Newsletter #4: 2023-01-05

Hey everyone!

Hope y’all had a good break. I got thrown off this week by us having Monday off so you’re getting one of my brain-and-link-dump newsletters on a Thursday instead of a Wednesday.

So what I wanted to talk even more about ChatGPT, the big system that dropped just about a month ago now that was – and currently is – freaking a lot of people out. I want to share a few different perspectives about ChatGPT, some I agree with and some that I think are a little goofy, and talk about what I personally think are its real implications for us as educators.

First, let’s talk about this piece that Melissa linked to this morning (which itself is mostly a re-reporting of the content of this linked article.

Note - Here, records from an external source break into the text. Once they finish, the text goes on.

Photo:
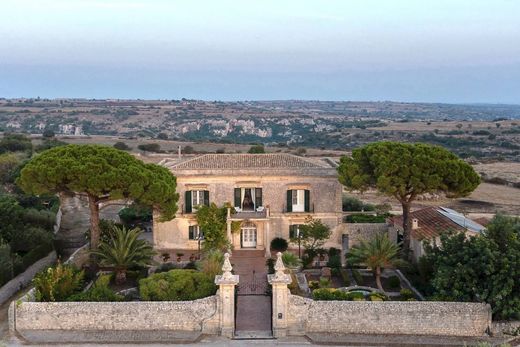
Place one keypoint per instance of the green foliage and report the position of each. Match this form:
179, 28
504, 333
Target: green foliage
176, 285
256, 149
328, 294
313, 233
150, 147
351, 203
122, 146
406, 294
124, 250
211, 263
483, 268
357, 277
103, 173
212, 220
57, 283
377, 253
394, 282
279, 244
15, 143
99, 292
404, 171
345, 277
291, 260
270, 262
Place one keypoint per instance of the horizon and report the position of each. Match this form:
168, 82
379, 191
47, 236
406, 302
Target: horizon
406, 51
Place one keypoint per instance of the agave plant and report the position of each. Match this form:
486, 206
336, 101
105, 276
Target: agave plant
377, 253
123, 250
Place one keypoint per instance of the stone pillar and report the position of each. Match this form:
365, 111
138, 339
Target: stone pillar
227, 282
279, 282
267, 239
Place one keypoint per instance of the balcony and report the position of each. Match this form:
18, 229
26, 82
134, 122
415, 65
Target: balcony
248, 215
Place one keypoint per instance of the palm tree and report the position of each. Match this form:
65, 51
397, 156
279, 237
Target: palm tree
123, 250
377, 253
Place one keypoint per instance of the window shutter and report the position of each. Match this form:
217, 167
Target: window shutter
292, 231
187, 201
206, 197
289, 201
237, 197
258, 197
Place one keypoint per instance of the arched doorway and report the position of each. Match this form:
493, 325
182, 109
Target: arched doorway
248, 235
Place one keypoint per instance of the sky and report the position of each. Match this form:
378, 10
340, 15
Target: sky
454, 51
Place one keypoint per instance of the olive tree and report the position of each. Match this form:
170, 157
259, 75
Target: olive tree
102, 174
406, 171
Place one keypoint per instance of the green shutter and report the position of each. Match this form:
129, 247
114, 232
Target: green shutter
206, 197
289, 201
187, 201
258, 197
292, 231
237, 197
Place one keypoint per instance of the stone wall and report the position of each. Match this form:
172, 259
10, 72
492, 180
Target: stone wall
23, 279
57, 322
306, 316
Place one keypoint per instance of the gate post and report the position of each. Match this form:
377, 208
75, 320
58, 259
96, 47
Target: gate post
226, 282
279, 282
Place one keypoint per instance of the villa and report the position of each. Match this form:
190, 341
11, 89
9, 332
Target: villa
272, 195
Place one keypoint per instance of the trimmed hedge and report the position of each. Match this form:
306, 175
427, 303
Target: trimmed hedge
176, 285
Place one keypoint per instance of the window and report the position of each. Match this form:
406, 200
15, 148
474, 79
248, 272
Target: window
248, 199
195, 198
294, 231
298, 200
195, 233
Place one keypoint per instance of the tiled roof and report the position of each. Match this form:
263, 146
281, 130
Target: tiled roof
431, 222
246, 161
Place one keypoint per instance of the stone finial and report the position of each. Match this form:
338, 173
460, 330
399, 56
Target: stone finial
226, 268
279, 267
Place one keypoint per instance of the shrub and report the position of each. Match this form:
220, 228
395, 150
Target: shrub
406, 294
377, 297
176, 285
324, 282
291, 260
121, 146
279, 244
314, 285
270, 265
211, 263
334, 262
327, 294
345, 277
355, 296
100, 291
57, 283
394, 282
357, 277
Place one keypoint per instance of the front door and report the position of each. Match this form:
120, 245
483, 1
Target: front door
248, 237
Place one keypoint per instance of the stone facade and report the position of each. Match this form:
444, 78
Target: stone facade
307, 316
275, 174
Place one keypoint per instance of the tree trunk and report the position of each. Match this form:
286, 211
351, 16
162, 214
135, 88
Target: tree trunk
378, 279
120, 276
407, 229
94, 222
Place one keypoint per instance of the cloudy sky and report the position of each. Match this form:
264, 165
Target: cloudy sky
404, 50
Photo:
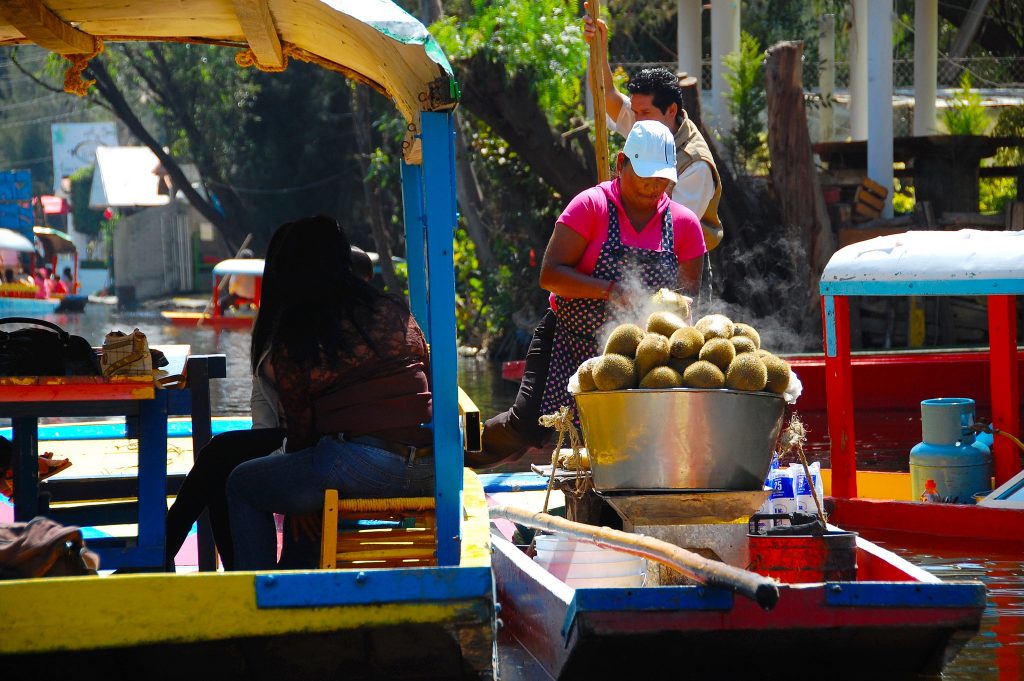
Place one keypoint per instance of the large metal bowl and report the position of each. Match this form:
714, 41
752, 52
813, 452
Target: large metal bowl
680, 438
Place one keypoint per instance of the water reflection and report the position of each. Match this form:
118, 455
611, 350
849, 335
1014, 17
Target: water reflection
229, 396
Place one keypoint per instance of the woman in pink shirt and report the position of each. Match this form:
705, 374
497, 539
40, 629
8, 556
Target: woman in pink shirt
626, 228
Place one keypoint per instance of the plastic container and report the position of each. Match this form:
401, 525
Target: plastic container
606, 582
949, 454
585, 564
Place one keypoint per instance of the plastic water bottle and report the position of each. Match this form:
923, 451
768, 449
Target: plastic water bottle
931, 493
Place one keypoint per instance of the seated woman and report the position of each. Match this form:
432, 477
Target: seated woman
205, 486
349, 367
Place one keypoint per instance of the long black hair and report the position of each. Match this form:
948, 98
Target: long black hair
309, 293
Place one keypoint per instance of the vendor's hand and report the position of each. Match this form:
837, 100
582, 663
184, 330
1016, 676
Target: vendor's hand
307, 524
591, 28
617, 296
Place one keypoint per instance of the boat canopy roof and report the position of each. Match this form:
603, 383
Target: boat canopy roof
372, 41
54, 242
921, 262
12, 241
252, 266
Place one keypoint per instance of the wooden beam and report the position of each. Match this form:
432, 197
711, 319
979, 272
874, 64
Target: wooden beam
261, 34
38, 23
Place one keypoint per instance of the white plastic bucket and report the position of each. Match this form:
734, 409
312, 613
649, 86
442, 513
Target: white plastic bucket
587, 565
606, 582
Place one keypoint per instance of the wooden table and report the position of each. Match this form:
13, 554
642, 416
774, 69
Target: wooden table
145, 406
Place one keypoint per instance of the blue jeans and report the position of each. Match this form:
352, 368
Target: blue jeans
293, 483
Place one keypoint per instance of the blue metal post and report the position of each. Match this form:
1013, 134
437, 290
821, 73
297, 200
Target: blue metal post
26, 440
153, 478
412, 199
439, 204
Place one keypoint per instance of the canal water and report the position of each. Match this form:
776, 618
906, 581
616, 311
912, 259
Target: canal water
997, 650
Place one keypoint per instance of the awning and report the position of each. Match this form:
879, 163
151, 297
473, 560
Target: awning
373, 41
52, 205
54, 242
251, 266
11, 241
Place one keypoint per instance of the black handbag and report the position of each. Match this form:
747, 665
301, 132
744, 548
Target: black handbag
47, 351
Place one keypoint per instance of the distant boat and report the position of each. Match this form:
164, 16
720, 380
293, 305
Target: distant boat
20, 298
237, 315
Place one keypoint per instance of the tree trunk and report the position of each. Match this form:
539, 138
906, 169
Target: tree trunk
489, 95
793, 173
372, 200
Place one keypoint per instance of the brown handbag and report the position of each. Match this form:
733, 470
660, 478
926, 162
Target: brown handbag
44, 548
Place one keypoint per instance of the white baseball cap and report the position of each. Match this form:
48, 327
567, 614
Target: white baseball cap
651, 150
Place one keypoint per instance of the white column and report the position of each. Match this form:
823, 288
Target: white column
826, 77
688, 36
880, 97
857, 58
926, 54
724, 39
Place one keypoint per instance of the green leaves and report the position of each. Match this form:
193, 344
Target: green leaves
543, 38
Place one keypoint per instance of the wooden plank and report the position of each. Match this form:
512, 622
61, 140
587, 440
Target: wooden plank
864, 197
1005, 382
37, 23
261, 34
875, 187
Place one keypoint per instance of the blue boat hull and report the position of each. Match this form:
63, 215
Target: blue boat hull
832, 630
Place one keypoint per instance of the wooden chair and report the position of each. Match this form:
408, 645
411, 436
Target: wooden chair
377, 533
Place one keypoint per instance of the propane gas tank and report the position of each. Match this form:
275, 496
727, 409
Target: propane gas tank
949, 454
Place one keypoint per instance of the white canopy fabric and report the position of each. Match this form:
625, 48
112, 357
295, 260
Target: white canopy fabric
967, 255
251, 266
12, 241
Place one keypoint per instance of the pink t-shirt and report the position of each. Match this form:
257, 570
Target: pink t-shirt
587, 215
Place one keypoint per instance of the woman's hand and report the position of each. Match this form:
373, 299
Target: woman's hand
592, 29
307, 524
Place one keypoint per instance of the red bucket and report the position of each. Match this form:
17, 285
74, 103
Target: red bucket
805, 558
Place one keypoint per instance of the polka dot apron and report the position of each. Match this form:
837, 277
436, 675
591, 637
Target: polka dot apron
579, 320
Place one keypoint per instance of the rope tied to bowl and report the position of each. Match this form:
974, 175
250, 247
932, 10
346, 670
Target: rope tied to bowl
561, 421
792, 441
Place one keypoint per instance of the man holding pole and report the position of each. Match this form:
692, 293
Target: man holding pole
655, 94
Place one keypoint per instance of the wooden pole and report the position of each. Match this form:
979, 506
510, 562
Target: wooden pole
598, 61
754, 586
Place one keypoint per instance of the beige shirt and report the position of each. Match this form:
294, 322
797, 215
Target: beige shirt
695, 186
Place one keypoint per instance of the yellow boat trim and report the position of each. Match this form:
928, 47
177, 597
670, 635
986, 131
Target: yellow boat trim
875, 484
476, 523
136, 609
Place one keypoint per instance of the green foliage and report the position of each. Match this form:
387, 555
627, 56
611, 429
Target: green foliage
86, 220
903, 198
516, 201
747, 100
995, 193
542, 37
966, 115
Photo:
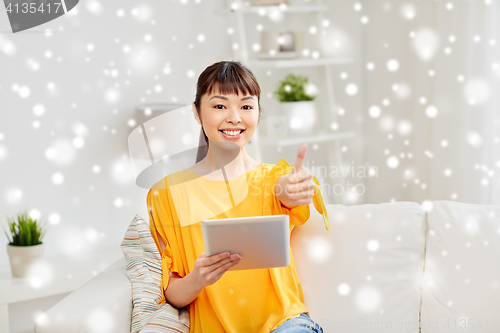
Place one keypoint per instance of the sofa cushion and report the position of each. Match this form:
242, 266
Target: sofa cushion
461, 289
144, 271
365, 274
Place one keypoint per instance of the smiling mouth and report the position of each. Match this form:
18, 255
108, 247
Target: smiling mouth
237, 132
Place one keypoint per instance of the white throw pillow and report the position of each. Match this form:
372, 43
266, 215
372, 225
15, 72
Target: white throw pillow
144, 271
365, 274
461, 289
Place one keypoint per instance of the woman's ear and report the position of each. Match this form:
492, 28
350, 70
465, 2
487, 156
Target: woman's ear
195, 113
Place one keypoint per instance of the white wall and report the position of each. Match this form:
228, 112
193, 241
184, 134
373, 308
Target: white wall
83, 94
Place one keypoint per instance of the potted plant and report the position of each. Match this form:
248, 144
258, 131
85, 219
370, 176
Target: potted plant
25, 245
296, 95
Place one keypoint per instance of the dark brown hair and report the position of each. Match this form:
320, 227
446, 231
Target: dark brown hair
228, 77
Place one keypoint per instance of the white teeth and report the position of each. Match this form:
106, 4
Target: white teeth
232, 132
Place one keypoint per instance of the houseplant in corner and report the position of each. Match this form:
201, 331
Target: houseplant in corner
296, 95
25, 243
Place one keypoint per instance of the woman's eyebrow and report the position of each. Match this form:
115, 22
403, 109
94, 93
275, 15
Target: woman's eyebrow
224, 97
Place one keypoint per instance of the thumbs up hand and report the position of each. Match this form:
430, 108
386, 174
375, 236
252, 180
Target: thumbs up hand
297, 188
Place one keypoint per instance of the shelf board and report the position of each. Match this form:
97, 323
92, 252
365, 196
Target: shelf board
299, 62
283, 8
320, 137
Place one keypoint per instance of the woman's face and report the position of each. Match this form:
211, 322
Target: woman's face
237, 114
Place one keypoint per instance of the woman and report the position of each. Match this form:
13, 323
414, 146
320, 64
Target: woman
227, 106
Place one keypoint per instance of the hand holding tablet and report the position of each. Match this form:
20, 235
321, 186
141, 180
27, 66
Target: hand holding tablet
261, 241
208, 270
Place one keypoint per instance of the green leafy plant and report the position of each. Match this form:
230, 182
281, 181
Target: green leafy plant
25, 231
296, 88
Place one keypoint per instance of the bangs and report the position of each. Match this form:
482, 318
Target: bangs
232, 80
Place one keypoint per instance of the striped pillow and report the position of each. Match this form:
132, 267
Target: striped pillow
144, 271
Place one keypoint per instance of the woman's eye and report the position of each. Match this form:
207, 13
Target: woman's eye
249, 107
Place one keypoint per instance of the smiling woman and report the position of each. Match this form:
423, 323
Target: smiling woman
227, 99
227, 106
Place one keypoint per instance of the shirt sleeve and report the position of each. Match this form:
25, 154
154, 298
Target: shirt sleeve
162, 226
299, 214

The tl;dr is that NYC’s education department has blocked access to ChatGPT from devices administered by NYC schools or from NYC public schools’ networks. Why? Because they’re concerned about ChatGPT not just being used to cheat but, in a sense, to cheat badly as ChatGPT frequently returns incorrect information.

This decision out of NYC definitely feels in line with stories like this one about a professor who, almost immediately after the release of ChatGPT, caught a student using it to fake an essay.

Earlier this month, Hick had instructed his class to write a 500-word essay on the 18th-century philosopher David Hume and the paradox of horror, which examines how people can get enjoyment from something they fear, for a take-home test.

But one submission, he said, featured a few hallmarks that “flagged” AI usage in the student’s “rudimentary” answer.

“It’s a clean style. But it’s recognizable. I would say it writes like a very smart 12th-grader,” Hick said of ChatGPT’s written responses to questions.

“There’s particular odd wording used that was not wrong, just peculiar … if you were teaching somebody how to write an essay, this is how you tell them to write it before they figure out their own style.”

What’s interesting about this case, of course, is that he felt confident that it was in fact a machine-generated essay because of the discovery that the old GPT-2 text detector works remarkably well even on this far more fluent and cogent system.

The fact that you can still really easily algorithmically detect ChatGPT text sorta validates this professor’s gut instinct that something feels “off” about the text, and I find that just incredibly fascinating.

What’s funny, to me, is that you can contrast this ban with this toot (did Mastodon 4 change the default to “post”? Yes. Will I say toot when it amuses me? Also, yes) by the mathematician Terence Tao shortly after the release of ChatGPT.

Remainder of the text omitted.